In this work, a multifunctional oxygen deficient titanium oxynitride skeleton featuring a Co-metal-decorated three-dimensional ordered macroporous (3DOM) structure embedded with N-doped carbon nanotubes (Co@TiO_xN_y/N-CNTs) is fabricated as a sulfur host for lithium–sulfur (Li–S) batteries. The unique 3DOM framework provides abundant space for sulfur accommodation and effective pathways for electrolyte infiltration. The robust titanium oxynitride skeleton also ensures good structural integrity during the repeated charge/discharge cycling.
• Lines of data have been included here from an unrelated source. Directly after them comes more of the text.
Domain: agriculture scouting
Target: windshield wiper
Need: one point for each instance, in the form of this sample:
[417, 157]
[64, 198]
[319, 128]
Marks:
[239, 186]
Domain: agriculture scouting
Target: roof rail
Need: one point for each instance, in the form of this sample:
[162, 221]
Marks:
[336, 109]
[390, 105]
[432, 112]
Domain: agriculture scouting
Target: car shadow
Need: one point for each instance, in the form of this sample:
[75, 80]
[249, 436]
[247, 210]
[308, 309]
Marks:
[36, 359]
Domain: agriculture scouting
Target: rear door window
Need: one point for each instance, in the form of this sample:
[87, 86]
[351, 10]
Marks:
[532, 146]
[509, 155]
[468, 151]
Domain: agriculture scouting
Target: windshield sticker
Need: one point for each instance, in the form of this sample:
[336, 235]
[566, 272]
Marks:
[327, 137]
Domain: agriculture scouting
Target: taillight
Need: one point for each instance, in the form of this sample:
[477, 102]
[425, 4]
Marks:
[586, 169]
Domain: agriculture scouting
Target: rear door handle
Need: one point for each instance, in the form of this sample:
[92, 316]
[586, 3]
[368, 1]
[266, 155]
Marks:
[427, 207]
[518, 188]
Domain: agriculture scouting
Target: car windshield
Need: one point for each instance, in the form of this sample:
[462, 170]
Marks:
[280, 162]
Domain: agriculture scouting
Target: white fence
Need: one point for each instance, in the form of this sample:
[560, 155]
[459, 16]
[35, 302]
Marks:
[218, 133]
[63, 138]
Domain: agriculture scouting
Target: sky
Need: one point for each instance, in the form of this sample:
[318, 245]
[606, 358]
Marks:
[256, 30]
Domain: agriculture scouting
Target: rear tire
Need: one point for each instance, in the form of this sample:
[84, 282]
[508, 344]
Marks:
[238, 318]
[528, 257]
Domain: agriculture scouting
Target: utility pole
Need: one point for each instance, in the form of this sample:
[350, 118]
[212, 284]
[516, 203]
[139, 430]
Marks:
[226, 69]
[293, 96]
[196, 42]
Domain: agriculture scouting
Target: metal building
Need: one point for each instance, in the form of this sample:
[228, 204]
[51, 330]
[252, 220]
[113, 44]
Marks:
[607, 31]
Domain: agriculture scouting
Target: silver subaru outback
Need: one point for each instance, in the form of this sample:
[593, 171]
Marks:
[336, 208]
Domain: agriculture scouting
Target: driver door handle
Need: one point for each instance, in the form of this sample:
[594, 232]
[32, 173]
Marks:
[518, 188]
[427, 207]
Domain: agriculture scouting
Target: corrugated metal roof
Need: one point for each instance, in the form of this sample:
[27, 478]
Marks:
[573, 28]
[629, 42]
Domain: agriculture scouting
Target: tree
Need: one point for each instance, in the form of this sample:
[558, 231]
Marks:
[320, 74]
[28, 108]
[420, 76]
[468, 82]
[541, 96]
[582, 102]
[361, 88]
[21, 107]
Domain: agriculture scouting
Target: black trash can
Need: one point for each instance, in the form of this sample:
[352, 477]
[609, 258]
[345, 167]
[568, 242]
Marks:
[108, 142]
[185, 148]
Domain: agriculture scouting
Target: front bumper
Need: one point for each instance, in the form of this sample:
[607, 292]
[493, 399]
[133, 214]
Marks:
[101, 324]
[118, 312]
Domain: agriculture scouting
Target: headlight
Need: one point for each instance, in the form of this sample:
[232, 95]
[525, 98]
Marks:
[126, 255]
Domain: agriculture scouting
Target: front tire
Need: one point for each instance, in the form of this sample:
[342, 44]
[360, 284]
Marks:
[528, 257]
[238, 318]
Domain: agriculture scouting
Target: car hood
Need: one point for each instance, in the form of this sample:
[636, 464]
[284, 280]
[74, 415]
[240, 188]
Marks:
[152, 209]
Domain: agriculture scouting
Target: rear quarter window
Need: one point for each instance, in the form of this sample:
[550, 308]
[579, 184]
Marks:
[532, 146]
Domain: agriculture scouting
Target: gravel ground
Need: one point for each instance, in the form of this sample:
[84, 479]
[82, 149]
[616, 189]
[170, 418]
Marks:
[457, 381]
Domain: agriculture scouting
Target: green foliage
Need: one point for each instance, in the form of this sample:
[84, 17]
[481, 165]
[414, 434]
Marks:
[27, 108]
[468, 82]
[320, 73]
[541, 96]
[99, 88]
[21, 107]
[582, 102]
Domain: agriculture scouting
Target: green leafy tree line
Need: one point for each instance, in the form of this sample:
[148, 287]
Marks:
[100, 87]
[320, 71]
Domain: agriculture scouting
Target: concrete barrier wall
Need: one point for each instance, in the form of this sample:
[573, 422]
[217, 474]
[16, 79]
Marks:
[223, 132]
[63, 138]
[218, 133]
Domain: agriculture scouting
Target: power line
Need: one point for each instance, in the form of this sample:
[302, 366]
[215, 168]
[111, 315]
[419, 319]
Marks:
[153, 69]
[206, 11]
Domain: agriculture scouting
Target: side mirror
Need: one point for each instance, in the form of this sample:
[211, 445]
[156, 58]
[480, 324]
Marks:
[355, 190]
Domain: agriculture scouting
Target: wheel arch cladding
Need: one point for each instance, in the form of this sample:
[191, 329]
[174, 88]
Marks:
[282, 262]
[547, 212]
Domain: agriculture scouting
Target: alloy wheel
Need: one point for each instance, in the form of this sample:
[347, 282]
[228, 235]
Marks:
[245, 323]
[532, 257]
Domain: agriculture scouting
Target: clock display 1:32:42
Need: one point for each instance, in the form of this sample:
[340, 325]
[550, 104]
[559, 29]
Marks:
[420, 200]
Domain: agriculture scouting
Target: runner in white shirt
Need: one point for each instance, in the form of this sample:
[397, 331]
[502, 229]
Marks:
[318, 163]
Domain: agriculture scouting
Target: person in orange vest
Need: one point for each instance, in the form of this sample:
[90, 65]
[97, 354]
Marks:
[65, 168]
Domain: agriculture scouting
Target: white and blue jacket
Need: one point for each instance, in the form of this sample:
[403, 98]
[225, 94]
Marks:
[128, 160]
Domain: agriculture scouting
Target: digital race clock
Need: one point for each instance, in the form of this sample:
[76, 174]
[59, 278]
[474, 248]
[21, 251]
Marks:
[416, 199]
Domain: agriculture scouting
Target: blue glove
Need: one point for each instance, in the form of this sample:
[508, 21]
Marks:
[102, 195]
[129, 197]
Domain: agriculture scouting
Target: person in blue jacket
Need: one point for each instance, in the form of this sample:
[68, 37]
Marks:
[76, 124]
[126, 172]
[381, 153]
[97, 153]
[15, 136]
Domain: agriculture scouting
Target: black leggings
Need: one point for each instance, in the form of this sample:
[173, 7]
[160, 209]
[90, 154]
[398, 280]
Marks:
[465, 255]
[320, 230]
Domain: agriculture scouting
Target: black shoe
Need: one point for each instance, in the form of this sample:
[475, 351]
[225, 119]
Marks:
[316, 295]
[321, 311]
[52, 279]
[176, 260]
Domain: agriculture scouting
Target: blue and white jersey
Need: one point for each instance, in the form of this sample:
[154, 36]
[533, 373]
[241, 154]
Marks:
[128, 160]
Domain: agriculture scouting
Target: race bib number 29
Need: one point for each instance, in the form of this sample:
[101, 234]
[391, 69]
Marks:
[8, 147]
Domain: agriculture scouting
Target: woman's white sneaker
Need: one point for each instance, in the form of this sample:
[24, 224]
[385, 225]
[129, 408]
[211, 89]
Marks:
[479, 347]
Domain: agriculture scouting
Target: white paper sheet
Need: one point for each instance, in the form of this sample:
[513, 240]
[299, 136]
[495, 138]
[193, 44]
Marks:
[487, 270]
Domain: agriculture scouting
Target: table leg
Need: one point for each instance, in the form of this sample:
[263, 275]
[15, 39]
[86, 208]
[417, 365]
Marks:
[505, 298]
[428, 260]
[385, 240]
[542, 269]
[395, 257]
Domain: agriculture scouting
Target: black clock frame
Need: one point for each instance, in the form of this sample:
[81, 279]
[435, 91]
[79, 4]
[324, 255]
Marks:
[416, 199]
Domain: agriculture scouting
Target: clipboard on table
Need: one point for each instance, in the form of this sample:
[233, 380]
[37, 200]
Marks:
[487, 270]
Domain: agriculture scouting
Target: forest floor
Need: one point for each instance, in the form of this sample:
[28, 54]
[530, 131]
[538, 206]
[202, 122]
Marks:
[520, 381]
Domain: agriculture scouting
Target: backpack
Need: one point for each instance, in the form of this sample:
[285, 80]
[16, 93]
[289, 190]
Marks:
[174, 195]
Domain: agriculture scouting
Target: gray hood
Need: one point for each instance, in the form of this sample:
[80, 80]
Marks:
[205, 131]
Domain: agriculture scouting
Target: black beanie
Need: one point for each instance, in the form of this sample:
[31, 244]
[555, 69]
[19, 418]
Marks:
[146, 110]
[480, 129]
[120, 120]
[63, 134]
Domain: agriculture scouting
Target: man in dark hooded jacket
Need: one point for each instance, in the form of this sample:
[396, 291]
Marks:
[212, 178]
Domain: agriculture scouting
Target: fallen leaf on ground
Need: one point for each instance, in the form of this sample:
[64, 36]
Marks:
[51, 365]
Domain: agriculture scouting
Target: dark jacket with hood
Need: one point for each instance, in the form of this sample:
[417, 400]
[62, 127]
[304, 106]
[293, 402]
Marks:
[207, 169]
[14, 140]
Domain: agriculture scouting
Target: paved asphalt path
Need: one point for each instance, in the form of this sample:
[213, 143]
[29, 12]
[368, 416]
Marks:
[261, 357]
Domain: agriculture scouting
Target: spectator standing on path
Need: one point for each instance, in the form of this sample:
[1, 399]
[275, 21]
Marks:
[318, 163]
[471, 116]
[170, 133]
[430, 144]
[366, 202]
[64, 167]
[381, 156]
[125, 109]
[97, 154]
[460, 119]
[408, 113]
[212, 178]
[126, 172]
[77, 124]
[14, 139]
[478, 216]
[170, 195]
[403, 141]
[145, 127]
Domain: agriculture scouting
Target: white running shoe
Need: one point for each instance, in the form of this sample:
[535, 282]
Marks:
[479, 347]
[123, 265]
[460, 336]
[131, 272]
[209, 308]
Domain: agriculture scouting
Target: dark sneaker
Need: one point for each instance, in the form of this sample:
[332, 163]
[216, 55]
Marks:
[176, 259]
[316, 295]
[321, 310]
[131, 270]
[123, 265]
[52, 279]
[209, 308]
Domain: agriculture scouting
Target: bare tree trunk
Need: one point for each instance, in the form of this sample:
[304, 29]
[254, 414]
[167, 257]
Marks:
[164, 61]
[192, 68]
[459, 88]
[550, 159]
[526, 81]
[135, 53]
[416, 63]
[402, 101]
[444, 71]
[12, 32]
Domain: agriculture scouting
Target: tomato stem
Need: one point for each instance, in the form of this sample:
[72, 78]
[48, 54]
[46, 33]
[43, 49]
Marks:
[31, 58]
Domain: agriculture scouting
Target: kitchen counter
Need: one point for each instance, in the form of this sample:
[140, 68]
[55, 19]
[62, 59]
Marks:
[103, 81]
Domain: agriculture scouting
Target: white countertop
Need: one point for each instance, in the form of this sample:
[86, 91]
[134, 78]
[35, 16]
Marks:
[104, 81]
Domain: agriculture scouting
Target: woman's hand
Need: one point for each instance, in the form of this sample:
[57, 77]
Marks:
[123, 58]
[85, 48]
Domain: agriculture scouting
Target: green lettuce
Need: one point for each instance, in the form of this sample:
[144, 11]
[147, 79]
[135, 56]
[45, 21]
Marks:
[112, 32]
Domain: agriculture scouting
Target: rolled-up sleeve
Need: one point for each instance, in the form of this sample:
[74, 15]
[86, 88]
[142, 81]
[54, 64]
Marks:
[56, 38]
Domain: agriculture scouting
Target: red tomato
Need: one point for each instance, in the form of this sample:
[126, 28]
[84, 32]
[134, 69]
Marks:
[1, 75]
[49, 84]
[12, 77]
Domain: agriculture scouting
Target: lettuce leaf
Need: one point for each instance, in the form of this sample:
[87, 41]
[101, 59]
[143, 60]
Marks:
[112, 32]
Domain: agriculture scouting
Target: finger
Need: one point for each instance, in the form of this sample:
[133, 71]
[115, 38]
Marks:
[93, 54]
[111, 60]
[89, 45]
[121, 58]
Meanwhile, the introduction of oxygen defects not only improves the intrinsic conductivity of the TiO₂ skeleton but also enhances its capability for lithium polysulfide (LiPS) trapping. The N-CNTs embedded in the macroporous framework form an ultra-high conductive network and also provide rich micropores for sulfur distribution and physical confinement. The highly dispersed Co nanoparticles uniformly anchored on TiO_xN_y and N-CNTs act as electrocatalysts promoting the conversion of LiPSs. Attributed to these features, the Co@TiO_xN_y/N-CNTs/S electrode presents good rate capability and excellent cycling performance. Even under a sulfur loading of 6.34 mg cm⁻² and a low electrolyte to sulfur ratio (E/S = 8 μL mg⁻¹), a high area capacity of 5.05 mA h cm⁻² can be achieved after 50 cycles. The flexible pouch cell also delivers an impressive discharge capacity of 972 mA h g⁻¹ after 100 cycles under a sulfur loading of 4 mg cm⁻². This work offers a rational strategy for the design of advanced sulfur cathodes for Li–S batteries.